I’ve gotten used to it. It no longer jumps out at me. I just take the images as they come. If these two movies hadn’t been mentioned, I never would have remembered that they used this effect.
OK, I think you’ll like this - the sample video is here:
Original footage, top left
The video at the top left is the full frame of the original shaky footage - shot on high zoom (distance about 200 metres, across Lulworth cove) from a handheld camera,
Processed footage - bottom right
The video bottom right is the result of processing using Deshaker - note that this isn’t just cropping out a stable frame from the middle of the wobbly video - well, it sort of is, but it’s reconstructing the edges so as to create a plausible full frame again, using parts of other frames in the video.
Until I uploaded it to YouTube, I didn’t realise that there are already quite a lot of other comparison videos up there - and many of them are also quite surprising. It’s a very clever bit of software.
Wow, that is good. It’s still a little dodgy, but considering how much of an improvement there is overall that’s forgivable.
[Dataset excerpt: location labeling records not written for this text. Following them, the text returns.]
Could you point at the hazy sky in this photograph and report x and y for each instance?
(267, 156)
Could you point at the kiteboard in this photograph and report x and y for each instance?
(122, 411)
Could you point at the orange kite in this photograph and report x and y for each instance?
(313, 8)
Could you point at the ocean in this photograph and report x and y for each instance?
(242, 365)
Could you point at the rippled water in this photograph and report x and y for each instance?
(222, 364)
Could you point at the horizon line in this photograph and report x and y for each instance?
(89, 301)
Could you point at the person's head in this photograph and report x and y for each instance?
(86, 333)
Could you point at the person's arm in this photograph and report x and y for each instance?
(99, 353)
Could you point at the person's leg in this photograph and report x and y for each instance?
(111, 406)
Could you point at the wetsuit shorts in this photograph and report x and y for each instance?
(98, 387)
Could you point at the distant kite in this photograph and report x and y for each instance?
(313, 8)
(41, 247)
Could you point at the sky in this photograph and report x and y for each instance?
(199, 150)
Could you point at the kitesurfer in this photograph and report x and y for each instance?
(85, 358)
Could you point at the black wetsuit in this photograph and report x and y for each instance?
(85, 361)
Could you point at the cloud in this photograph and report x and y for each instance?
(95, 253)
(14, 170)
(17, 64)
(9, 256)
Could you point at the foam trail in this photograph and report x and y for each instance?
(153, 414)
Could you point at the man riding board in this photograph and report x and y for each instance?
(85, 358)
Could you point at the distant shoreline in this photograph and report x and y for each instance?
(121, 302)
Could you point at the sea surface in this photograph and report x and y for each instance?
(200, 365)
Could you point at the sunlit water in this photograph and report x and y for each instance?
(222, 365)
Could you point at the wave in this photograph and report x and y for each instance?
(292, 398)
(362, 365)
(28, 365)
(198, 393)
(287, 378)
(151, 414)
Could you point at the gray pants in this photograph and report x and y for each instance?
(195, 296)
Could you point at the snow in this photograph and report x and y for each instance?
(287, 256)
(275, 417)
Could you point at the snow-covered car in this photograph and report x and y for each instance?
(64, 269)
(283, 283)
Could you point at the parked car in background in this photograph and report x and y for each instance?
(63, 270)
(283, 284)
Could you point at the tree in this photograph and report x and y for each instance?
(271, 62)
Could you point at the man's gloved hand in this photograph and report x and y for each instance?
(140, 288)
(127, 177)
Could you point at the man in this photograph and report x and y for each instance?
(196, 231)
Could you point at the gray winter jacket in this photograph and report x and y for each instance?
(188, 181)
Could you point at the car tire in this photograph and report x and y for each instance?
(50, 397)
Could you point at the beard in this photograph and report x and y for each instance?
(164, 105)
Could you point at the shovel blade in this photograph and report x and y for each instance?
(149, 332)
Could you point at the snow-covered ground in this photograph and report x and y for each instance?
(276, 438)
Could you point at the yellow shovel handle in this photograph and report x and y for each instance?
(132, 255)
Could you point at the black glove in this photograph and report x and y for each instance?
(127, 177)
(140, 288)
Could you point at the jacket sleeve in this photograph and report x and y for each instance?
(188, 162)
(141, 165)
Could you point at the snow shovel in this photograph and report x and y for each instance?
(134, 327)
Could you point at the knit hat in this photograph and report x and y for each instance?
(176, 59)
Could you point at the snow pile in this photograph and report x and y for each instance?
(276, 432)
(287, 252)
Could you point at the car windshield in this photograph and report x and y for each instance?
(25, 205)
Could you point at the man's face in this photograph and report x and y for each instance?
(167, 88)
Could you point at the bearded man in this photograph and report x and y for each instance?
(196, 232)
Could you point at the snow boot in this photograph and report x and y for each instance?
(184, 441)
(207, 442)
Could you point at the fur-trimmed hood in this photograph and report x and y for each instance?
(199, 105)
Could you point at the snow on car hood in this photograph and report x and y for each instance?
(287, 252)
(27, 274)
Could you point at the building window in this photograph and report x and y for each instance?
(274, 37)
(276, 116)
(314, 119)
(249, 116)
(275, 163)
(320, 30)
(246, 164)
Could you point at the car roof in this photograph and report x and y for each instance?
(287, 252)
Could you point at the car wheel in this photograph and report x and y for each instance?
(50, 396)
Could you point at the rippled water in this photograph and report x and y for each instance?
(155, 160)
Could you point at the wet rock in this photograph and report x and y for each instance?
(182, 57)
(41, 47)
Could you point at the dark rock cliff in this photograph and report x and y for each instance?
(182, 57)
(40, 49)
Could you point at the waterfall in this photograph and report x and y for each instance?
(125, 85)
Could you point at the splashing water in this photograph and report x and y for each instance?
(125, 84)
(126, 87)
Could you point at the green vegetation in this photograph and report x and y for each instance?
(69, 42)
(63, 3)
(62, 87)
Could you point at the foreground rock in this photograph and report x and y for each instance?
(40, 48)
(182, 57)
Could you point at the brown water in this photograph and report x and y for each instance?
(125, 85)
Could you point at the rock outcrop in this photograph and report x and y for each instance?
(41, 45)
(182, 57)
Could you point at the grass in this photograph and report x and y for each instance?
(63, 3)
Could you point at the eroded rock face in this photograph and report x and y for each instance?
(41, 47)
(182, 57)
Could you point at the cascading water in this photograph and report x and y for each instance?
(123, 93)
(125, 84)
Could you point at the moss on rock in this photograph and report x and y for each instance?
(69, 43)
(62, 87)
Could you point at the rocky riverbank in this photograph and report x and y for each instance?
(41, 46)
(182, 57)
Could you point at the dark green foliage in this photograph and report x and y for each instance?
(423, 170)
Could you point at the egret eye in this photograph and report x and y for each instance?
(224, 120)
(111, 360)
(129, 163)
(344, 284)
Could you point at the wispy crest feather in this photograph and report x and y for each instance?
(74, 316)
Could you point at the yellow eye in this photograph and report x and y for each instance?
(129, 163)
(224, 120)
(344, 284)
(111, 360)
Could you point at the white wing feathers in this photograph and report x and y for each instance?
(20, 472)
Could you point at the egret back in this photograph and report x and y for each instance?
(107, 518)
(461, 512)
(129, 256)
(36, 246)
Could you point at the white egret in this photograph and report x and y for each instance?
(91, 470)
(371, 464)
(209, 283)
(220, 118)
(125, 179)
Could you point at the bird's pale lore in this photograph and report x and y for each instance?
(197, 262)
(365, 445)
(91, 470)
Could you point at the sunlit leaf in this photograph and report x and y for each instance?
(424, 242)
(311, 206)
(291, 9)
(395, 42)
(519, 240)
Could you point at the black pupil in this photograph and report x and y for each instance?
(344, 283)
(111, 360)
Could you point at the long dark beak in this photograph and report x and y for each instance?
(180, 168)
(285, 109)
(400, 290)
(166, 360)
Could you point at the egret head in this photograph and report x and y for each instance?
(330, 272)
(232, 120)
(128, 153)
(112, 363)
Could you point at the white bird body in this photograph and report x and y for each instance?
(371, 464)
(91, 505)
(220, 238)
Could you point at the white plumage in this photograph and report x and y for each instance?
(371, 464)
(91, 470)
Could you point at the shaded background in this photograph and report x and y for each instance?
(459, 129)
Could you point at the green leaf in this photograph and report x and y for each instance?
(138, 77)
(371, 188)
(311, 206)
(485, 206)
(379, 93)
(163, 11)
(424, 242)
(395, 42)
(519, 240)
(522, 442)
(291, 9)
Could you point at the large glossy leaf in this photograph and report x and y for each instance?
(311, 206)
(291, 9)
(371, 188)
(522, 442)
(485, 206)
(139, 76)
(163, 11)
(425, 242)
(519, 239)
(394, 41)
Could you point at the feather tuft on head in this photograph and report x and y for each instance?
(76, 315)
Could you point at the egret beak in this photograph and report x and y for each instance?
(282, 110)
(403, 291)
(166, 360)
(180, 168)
And it will only get better at it as new versions come out.
As the resolution of image sensors keeps increasing and the cost of storage and processing power keeps decreasing, very soon it will be possible to shoot a scene hand-held at 8k with a huge amount of shake then crop/rescale it to extract a perfect 4k image from it. Same thing with HDR imagery allowing the scene to be lit after it is shot.
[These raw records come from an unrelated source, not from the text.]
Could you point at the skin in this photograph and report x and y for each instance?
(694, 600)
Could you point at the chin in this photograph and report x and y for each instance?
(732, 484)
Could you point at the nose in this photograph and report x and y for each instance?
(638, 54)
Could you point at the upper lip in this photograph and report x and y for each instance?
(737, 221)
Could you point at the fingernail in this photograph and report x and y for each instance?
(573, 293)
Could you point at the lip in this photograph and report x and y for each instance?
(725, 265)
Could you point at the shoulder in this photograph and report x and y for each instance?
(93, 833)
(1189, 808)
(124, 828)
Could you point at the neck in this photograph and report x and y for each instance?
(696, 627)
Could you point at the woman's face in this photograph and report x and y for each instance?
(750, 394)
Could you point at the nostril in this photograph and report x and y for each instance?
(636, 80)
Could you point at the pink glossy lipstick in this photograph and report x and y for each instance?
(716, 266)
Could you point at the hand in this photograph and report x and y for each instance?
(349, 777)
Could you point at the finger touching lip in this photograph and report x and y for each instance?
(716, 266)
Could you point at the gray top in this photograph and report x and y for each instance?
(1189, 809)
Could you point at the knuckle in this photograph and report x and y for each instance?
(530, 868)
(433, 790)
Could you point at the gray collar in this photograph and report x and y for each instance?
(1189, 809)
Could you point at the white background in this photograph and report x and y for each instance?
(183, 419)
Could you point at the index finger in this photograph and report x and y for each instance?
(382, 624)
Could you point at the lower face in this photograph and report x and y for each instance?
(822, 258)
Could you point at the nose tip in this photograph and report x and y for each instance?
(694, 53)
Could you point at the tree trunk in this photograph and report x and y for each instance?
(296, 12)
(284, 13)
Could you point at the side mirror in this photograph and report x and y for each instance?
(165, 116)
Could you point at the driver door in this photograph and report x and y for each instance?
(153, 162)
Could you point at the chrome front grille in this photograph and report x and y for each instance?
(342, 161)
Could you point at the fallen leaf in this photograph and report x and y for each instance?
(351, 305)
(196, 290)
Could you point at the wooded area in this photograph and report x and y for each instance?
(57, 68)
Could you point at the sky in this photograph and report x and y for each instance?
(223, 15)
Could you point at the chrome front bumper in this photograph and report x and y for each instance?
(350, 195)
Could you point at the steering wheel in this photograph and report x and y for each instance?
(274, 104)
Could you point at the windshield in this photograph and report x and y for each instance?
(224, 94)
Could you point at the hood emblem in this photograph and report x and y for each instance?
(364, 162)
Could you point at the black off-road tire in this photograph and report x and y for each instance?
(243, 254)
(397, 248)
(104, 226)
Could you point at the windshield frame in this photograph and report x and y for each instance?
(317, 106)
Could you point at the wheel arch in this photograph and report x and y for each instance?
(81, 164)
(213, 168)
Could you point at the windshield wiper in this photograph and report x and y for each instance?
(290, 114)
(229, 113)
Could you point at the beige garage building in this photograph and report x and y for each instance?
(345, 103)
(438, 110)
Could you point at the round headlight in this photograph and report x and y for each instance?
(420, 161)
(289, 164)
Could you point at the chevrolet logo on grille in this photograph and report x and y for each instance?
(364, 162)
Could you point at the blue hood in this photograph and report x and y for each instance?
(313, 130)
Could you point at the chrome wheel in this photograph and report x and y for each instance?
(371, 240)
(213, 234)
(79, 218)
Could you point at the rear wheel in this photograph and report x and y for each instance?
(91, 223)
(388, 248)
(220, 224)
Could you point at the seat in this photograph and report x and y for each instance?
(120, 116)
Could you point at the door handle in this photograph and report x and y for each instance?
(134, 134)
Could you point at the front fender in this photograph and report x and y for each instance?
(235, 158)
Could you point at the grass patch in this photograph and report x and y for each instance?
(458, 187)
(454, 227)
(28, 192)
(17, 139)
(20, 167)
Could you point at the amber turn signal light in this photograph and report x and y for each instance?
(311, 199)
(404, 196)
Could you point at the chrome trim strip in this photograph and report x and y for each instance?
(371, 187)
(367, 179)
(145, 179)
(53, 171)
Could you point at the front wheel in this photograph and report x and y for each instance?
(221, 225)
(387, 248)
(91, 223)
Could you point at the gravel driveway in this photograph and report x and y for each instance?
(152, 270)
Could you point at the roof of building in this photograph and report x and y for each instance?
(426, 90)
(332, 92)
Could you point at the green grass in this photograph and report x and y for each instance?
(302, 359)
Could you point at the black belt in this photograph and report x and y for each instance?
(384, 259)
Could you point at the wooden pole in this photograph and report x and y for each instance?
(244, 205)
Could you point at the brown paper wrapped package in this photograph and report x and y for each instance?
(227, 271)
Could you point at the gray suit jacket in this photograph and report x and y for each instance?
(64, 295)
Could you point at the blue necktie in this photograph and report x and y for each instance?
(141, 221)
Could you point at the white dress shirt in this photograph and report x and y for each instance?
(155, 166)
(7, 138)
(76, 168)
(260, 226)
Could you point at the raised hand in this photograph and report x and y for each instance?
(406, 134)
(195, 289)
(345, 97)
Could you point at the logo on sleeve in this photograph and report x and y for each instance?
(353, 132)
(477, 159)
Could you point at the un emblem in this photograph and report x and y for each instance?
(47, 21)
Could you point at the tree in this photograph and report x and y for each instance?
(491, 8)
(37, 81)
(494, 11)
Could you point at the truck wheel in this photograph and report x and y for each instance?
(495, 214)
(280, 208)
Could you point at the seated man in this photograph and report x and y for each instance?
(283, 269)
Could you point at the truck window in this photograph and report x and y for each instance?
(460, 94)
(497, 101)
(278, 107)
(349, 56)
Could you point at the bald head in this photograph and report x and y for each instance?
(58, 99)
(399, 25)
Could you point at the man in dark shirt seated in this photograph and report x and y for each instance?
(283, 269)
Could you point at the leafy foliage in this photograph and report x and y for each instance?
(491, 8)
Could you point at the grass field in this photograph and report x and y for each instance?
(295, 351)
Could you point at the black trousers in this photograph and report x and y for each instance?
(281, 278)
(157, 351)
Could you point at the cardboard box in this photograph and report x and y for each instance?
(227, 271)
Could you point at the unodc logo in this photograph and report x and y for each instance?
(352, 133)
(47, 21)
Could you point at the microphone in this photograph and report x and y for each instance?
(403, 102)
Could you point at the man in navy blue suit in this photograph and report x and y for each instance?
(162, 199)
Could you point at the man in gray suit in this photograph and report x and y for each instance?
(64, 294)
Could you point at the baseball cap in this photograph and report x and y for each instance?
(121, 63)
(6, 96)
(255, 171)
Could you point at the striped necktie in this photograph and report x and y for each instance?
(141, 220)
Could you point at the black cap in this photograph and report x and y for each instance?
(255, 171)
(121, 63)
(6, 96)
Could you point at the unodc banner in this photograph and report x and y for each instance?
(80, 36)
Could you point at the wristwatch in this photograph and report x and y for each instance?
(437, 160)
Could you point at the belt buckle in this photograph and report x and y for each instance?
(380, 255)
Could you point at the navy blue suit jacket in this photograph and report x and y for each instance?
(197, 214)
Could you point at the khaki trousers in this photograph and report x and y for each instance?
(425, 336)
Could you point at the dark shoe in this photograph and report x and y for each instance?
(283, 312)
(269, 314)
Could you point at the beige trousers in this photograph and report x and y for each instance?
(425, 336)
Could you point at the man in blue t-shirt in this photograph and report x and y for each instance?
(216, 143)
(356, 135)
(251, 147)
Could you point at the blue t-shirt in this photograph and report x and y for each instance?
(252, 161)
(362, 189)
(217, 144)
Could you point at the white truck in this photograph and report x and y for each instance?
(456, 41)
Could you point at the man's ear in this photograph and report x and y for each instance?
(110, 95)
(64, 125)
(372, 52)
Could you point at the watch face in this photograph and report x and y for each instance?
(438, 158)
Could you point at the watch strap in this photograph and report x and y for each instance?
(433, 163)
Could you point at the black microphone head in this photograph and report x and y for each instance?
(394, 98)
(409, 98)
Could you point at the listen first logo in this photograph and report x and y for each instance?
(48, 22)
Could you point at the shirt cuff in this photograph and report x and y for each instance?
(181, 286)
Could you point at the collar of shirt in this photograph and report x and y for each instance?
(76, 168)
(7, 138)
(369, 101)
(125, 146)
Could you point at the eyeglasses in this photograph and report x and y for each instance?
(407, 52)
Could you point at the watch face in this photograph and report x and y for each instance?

I had a technological idea filmmaking once, and this might be the place to share it.
When I do visual effects using CGI graphics, I sometimes need to employ a depth map, that is a greyscale image of a still that contains the distance information from the camera. For example, close things are white, and distant things are black, and everything in between is varying degrees of grey.
This information can add dimension to a still image, allowing other layers to intersect with it in the Z-plane so a new layer can be placed behind an object without need for rotoscoping; or can apply digital depth-of-field blur; or add fog to simulate atmospheric effects; and a whole lot more.
Unfortunately it’s almost exclusively for CGI graphics rendering, and we can’t create depth maps of any accuracy for live footage.
But what if we had two lasers set up in the same way two cameras are used for 3D movies, recording every frame in half-resolution as a depth map? If we had depth map information with every 2D shot, we could:
[ul]
[li]Post-produce a 2D film into a 3D film with relative ease[/li][li]Place layers of visual effects anywhere, at any depth, within the shot without need for rotoscoping or greenscreen[/li][li]Extend a camera track with accurate perspective shift[/li][li]Probably a ton more things I haven’t considered[/li][/ul]
Would that be technologically possible, do you think?